Primo cazzotto: l’ex Chimica Arenella dovrà essere esclusa perché già oggetto di un bando di riqualificazione. Un “portafoglio” comunale di enorme portata che - salvo buon fine - confluirà in un fondo di gestione patrimoniale guidato dalla società Prelios, che sotto l’egida azionaria di Pirelli Re aveva già condotto simile operazione con molte parti del “tesoro” regionale nel 2007. Prelios da una dozzina d’anni non fa più parte, precisano dalla sede milanese di Pirelli, di quell’universo societario.
E non è un’idea nuova: a marzo 2024 era arrivato al Comune il no di Invimit, società pubblica di investimenti che fa capo al Ministero dell’Economia. La nuova trattativa viaggia ora sulla formula del partenariato pubblico-privato: il Comune conferirebbe il capitale, cioè gli immobili, Prelios lo gestirebbe, con valori e aggi - fanno sapere dal Patrimonio - ancora da quantificare esattamente. Ulteriore precisazione: i beni nel fondo, molti dei quali indisponibili, non potranno essere alienati ma messi a “frutto”.

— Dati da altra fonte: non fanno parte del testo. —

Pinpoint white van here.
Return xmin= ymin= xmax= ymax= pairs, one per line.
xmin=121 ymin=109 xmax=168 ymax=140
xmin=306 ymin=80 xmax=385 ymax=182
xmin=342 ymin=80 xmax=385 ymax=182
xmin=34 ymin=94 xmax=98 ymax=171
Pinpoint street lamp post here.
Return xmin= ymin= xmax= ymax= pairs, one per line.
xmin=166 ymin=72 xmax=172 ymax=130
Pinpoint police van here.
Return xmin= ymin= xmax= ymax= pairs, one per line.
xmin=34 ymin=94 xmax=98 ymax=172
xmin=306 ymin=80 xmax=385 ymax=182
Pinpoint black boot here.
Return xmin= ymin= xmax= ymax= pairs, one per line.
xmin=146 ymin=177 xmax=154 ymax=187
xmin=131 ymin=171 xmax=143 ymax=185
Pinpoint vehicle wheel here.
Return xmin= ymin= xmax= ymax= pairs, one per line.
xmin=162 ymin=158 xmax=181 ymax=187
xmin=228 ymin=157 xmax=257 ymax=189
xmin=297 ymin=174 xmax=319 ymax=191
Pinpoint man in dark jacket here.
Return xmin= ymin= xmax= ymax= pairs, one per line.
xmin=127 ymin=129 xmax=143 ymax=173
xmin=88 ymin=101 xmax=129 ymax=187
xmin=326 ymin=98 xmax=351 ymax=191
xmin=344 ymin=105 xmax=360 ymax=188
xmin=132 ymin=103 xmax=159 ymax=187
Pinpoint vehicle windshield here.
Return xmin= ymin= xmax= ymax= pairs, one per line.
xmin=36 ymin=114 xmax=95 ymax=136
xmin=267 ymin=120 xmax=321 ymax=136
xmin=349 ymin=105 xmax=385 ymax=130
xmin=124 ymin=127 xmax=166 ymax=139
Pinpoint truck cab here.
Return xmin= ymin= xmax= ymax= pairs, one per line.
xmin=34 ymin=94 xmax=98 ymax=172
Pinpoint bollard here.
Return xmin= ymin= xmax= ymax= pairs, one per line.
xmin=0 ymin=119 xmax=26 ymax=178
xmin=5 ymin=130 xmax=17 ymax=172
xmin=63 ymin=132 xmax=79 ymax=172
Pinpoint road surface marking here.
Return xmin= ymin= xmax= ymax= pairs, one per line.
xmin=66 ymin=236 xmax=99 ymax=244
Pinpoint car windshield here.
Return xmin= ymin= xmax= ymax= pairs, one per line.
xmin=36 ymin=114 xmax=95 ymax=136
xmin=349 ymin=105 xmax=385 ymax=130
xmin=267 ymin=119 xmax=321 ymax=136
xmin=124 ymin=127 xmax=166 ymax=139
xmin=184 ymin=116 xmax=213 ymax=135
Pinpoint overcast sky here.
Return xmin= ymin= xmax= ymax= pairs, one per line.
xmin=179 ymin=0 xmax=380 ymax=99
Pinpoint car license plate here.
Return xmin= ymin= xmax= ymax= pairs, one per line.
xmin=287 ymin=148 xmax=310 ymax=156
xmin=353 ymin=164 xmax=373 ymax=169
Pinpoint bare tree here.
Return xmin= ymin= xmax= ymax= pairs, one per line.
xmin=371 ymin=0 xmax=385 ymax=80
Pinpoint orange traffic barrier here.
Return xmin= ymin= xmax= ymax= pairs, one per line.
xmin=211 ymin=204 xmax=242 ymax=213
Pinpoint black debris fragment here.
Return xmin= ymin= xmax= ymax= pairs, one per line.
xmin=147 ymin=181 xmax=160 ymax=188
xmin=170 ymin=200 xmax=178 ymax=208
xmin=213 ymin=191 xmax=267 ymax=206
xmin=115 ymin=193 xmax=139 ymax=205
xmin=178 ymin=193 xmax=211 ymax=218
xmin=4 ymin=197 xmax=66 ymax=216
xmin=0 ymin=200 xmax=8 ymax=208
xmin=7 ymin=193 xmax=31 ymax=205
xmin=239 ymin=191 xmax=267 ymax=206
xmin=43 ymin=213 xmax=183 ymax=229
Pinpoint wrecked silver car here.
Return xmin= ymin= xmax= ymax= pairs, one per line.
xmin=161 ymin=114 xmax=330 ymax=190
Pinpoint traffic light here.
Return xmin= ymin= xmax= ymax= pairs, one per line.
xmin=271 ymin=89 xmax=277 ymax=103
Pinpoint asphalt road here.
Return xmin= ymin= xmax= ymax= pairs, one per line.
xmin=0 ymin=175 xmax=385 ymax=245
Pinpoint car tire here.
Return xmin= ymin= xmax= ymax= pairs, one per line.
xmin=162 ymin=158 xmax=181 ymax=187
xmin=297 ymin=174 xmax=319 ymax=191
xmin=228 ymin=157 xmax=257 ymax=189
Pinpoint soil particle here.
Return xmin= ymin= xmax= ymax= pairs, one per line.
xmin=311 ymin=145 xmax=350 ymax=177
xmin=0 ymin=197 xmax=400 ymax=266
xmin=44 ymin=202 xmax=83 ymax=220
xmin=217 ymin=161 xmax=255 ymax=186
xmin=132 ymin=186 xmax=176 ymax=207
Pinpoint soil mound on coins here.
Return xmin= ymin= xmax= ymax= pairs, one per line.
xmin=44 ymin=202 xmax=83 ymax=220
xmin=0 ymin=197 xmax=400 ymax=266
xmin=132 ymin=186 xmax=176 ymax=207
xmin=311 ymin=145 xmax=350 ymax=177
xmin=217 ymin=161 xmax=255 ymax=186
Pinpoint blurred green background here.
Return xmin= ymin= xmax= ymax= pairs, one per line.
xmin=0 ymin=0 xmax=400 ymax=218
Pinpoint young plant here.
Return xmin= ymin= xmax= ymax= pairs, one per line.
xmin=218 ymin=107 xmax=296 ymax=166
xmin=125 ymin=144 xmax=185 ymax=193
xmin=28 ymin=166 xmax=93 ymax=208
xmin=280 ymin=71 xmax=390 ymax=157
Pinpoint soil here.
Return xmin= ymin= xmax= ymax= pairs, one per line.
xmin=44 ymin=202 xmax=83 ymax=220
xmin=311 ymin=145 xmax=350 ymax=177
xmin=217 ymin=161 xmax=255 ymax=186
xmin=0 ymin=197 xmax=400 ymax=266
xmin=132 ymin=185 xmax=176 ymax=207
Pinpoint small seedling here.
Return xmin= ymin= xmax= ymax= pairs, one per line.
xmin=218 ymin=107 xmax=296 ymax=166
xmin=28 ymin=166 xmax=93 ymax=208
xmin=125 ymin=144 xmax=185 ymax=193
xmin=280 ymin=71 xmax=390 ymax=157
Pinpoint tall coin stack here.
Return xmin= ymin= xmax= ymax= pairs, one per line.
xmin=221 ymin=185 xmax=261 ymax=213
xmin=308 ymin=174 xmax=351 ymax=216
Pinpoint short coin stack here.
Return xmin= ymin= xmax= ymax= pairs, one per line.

Ma c’è un ma, emerso ieri in consiglio comunale dopo aver lambito la commissione Urbanistica. Nodi spessi, enumerati dalla relazione di Giulia Argiroffi, in commissione per Oso, «il più clamoroso dei quali - ha detto - è l’ex Chimica Arenella», appunto. Dopo il plauso al neo capo area Luigi Galatioto - «ha fatto un lavoro capillare dopo quattro anni di immobilità nei quali queste contraddizioni sono state messe nero su bianco» - l’affondo, condiviso nella sostanza con una richiesta di rinvio dell’esame della proposta di delibera su alienazioni e valorizzazioni, da Antonio Rini, presidente per FdI della commissione, e dal suo capogruppo e presidente della commissione Bilancio, Giuseppe Milazzo. Il complesso edilizio, infatti, non può stare nel fondo; semmai pezzo del Piano alienazioni e valorizzazioni. Problema eguale e contrario per i magazzini comunali, che invece sono stati inseriti nel Piano proprio mentre Rap sceglie la trentina da trasformare in micro ccr, i chioschi, i locali da destinare a bagni pubblici con deposito bagagli «da mettere a bando - ribadisce Argiroffi - anche per la riqualificazione». Beni non in vetrina.
Il fondo, una preziosa caterva: oltre agli asset citati, tra gli altri vi figurerebbero 22 aree delle quali molte destinate a verde, l’ex complesso Onpi in piazzetta della Serenità a Partanna Mondello. Alla voce sport, le palestre dell’Ipsia “Ascione”, di atletica pesante in largo Partinico, gli impianti di Falsomiele e largo Gibilmanna, la pista di pattinaggio eccetera. I palazzi storici: ex conventi Santa Maria delle Grazie, San Francesco d’Assisi, Santa Chiara e Ss. Annunziata, i palazzi Cutò, Giallongo Fiumetorto, Cefalà, La Rosa, Baglio Scorzadenaro e altri pezzi di Erp nelle vie Filippone, Rua Formaggi, Alloro.